Christopher Jones said:


> Wow, they really put alot of work into that set up.
> Would that be used only for this one trial or is it a permanent set up at that club?


It's only for this trial. Has to be or there would be no surprise effect :wink:


----------



## David Frost (Mar 29, 2006)

That was impressive. I like the cheese too. 

DFrost


----------



## Tommy O'Hanlon (Feb 21, 2008)

Great stuff, i really admire these NVBK dogs and the way their trainers/handlers keep all the fizz in the bottle until needed, thanks Martine
Tommy


----------



## Candy Eggert (Oct 28, 2008)

Martine Loots said:


> Last weekend at the Provicial Championship. Nice attack. Enjoy :wink:
> 
> http://www.youtube.com/watch?v=k3hkJXj14ao


Very nice work Martine :-D When is the event that Joao and Fils are entered? Hope you'll share video ;-)


----------



## Mike Lauer (Jul 26, 2009)

Nice i love that kind of stuff. couple more years until i start getting that creative with my pup.
you can't think of everything that may happen int he real world but these guys sure try


----------



## Joby Becker (Dec 13, 2009)

Nice! I love the setups you guys employ....


----------



## Christopher Smith (Jun 20, 2008)

Pretty cool. It must cost a fortune to run those pumps.

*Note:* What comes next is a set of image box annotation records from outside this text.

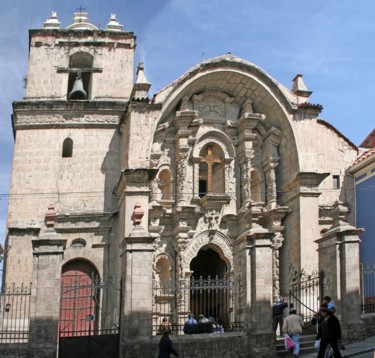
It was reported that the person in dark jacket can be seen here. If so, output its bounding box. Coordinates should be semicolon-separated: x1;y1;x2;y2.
272;296;288;336
316;307;342;358
158;331;178;358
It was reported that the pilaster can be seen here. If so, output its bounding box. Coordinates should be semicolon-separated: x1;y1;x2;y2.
247;229;275;357
121;203;154;357
29;228;66;358
316;203;364;341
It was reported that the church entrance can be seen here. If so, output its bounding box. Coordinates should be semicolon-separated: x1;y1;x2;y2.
190;246;229;327
58;260;121;358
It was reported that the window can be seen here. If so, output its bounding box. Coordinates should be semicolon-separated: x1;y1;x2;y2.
71;239;86;249
62;138;73;158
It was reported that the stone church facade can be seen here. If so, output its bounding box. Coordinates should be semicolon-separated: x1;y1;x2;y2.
4;13;368;357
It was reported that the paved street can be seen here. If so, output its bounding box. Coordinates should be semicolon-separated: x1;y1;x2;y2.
355;352;375;358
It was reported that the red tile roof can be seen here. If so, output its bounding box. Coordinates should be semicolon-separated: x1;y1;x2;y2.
360;128;375;148
353;147;375;165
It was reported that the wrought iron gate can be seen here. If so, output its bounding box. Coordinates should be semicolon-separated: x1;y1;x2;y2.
58;273;121;358
289;265;323;322
152;276;243;335
360;264;375;313
0;284;31;344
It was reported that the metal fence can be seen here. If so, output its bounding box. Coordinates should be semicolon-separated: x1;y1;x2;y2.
152;276;243;335
0;284;31;343
360;264;375;313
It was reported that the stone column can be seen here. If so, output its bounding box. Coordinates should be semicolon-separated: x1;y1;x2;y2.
29;228;66;358
120;203;154;358
316;203;364;341
247;229;275;357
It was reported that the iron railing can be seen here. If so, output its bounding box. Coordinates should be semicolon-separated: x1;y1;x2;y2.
289;265;323;322
152;276;243;335
0;284;31;343
360;264;375;313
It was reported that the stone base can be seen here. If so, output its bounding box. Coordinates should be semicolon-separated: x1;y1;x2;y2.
120;332;258;358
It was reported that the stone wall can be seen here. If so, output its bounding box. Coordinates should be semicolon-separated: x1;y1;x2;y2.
0;343;29;358
122;332;262;358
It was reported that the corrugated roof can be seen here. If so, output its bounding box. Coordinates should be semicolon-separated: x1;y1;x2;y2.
353;147;375;165
360;128;375;148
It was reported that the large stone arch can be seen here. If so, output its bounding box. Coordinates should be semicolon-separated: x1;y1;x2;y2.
182;230;233;274
153;55;300;187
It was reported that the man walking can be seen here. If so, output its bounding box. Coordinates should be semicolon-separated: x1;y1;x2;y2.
283;309;303;358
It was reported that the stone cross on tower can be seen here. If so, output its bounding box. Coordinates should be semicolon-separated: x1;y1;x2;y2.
201;145;221;193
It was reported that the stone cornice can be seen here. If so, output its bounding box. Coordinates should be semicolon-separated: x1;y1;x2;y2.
12;101;127;130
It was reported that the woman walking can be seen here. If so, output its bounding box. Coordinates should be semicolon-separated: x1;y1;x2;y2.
158;331;178;358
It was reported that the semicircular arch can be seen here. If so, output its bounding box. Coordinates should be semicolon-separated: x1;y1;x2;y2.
183;230;233;272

Martine, is there ever a point in BR where the decoy comes at the dog during an attack?


----------



## Dave Martin (Aug 11, 2010)

Awesome stuff, really cool to see such a 'different' working venue. Very nice dog.


----------



## Shane Woodlief (Sep 9, 2009)

Nice very nice - WOW


----------



## Martine Loots (Dec 28, 2009)

Candy Eggert said:


> Very nice work Martine :-D When is the event that Joao and Fils are entered? Hope you'll share video ;-)


It's tomorrow so please keep the fingers crossed...
Of course I'll share the video but only if he works well :razz::razz:

Anyway, the goal for this season, qualifying for the championships has been reached and tomorrow could of course add a cherry to the cake,but we try not too much to focus on that because the competition is very tough.
There are quite a few very good dogs in Cat3 which all are serious candidates for the title, so we'll see.
I know Joâo will be taking risks to get every point out of it, but then again taking these risks usually means all or nothing...
I would be very satisfied already with a place on the podium, but for Joâo there only is 1 spot that counts...


----------



## Martine Loots (Dec 28, 2009)

Christopher Smith said:


> Pretty cool. It must cost a fortune to run those pumps.
> 
> Martine, is there ever a point in BR where the decoy comes at the dog during an attack?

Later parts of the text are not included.